Desde esa perspectiva, Brasil ya ha triunfado en esta ecuación. Se ha convertido en el organizador de la comunidad de las naciones del hemisferio: el único país que tiene la confianza suficiente de partes tan diferentes que no necesariamente confían entre sí y que puede coordinarlas eficazmente.

El régimen golpista de Honduras tiene que conformarse con la realidad de que no puede tocar la Embajada de Brasil, o puede convertirse en anfitrión sin querer de las Fuerzas de Paz de la ONU que tienen a Brasil como una de sus naciones líderes.

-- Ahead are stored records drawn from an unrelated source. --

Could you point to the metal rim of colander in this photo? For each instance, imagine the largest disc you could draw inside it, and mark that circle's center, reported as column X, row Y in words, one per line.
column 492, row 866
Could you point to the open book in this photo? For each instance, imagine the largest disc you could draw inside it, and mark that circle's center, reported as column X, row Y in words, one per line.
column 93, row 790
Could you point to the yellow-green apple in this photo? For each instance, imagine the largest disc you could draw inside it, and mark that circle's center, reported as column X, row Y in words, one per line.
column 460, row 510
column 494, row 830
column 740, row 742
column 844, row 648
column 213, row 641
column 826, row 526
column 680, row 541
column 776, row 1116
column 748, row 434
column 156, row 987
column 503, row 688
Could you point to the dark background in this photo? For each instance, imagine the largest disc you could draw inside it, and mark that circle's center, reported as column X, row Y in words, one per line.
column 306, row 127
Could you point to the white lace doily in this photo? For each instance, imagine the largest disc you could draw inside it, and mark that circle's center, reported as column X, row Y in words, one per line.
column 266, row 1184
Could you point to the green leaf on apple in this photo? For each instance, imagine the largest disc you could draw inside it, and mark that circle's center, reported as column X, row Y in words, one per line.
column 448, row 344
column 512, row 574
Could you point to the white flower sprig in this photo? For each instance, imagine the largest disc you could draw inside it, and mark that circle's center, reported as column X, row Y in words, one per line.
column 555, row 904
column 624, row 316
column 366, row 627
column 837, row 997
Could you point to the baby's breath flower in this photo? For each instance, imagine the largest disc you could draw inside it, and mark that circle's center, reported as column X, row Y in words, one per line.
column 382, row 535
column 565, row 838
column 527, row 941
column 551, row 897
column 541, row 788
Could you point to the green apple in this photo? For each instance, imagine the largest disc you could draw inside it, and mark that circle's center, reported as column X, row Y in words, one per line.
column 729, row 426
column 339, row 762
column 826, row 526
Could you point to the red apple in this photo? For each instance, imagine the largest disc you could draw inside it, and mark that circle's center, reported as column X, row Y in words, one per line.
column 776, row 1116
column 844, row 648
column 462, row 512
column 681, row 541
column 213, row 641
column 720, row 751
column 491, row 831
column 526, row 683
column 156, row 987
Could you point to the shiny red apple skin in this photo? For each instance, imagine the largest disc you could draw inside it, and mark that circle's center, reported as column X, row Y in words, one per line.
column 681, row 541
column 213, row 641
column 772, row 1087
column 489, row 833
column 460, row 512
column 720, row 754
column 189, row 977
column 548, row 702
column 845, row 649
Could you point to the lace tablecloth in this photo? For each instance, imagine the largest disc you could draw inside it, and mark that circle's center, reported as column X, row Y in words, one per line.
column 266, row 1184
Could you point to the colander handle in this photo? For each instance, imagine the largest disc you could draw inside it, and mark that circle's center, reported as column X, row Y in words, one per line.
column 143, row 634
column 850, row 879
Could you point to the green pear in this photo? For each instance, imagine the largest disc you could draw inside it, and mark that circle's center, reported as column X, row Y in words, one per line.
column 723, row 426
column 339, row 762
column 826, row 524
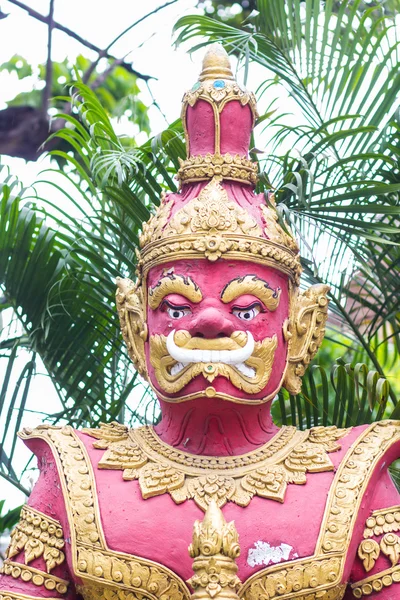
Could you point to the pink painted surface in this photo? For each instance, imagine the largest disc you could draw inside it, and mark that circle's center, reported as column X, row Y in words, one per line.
column 242, row 194
column 201, row 128
column 236, row 125
column 160, row 530
column 215, row 427
column 235, row 128
column 211, row 318
column 47, row 497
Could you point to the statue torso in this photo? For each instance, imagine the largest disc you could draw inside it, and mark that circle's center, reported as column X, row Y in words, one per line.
column 301, row 542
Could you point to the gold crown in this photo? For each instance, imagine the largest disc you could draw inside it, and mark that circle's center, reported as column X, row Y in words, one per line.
column 212, row 226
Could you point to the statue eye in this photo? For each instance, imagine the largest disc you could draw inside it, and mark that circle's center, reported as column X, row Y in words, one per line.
column 178, row 312
column 247, row 314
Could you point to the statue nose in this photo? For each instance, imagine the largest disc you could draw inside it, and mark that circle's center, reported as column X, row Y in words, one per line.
column 211, row 323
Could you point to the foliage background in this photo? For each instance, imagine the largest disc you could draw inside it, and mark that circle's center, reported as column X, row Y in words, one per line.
column 328, row 133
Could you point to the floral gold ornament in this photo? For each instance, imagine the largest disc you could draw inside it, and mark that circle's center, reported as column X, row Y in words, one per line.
column 215, row 548
column 266, row 472
column 369, row 551
column 37, row 535
column 37, row 577
column 390, row 546
column 11, row 595
column 212, row 226
column 383, row 521
column 376, row 583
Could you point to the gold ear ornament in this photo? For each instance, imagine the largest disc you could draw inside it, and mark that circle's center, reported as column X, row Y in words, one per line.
column 305, row 332
column 130, row 306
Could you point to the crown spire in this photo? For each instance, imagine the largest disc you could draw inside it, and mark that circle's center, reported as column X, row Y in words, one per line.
column 216, row 64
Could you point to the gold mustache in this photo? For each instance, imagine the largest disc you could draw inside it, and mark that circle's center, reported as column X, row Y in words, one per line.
column 183, row 339
column 260, row 362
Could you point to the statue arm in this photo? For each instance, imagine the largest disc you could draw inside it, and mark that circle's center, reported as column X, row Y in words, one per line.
column 376, row 568
column 36, row 564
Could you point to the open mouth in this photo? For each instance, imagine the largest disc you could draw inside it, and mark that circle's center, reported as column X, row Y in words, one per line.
column 242, row 367
column 234, row 351
column 179, row 358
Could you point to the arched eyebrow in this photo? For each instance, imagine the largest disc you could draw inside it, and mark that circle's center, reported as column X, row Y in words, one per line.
column 174, row 284
column 251, row 284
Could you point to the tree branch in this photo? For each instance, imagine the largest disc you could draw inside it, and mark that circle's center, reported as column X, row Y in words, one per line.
column 94, row 64
column 49, row 64
column 75, row 36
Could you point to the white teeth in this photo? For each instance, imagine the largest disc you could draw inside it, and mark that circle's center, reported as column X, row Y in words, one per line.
column 177, row 368
column 245, row 370
column 229, row 357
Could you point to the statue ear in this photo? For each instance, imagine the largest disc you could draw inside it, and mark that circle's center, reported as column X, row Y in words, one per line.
column 306, row 331
column 131, row 313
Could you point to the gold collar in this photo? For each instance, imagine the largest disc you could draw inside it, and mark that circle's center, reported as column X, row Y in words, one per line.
column 265, row 472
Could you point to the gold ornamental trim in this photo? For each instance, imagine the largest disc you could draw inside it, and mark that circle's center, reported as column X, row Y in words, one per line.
column 212, row 226
column 386, row 520
column 265, row 472
column 382, row 522
column 11, row 595
column 37, row 535
column 215, row 246
column 228, row 166
column 37, row 577
column 217, row 86
column 376, row 582
column 308, row 578
column 102, row 571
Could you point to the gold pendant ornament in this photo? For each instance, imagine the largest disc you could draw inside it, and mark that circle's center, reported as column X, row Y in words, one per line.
column 266, row 472
column 215, row 548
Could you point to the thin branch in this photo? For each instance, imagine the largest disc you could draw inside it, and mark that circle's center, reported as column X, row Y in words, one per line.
column 104, row 53
column 139, row 21
column 49, row 64
column 71, row 33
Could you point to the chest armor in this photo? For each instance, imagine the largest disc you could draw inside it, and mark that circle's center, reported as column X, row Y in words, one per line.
column 129, row 539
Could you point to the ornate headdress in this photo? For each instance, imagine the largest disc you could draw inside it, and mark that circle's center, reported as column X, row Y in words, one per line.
column 216, row 214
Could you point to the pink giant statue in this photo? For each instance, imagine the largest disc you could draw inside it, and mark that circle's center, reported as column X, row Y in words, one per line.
column 217, row 325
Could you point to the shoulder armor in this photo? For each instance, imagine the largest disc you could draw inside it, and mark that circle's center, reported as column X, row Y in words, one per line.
column 37, row 536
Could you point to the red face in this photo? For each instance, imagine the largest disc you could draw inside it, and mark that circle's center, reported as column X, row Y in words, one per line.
column 228, row 320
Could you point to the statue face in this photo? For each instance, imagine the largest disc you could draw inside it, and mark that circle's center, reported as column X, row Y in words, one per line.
column 216, row 329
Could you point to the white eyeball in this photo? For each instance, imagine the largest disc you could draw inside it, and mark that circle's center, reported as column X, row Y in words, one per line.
column 246, row 314
column 178, row 313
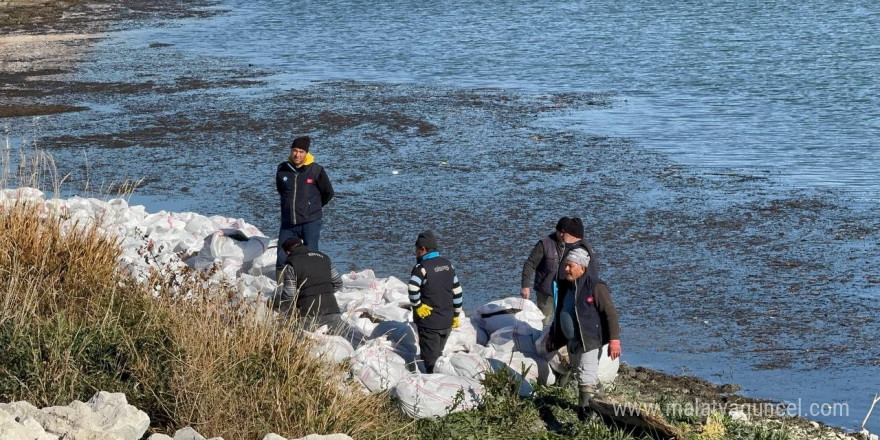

Y mientras esa realidad sigue penetrando —donde Micheletti y su Consejo Simiesco son impotentes contra esa ecuación— el régimen continuará desechando las capas de su apoyo. La simple presencia del Presidente Zelaya, día a día, en Tegucigalpa, protegido por la Embajada de Brasil, le resta al régimen cualquier pretensión de la inevitabilidad o de ser los ganadores eventuales.

Como sucedió en la conferencia de prensa de anoche —celebrada apresurada y vergonzosamente en inglés, como si no hubiera tiempo de traducir las tonterías incoherentes que el cabildero estadounidense Lanny Davis les escribió para recitar— el régimen golpista hondureño está dando patadas de ahogado. Todo lo que puede hacer ahora son los montajes mediáticos patéticos como ese y aumentar la brutalidad de la represión contra su propia gente: una fórmula para el repudio continuo y la total autodestrucción.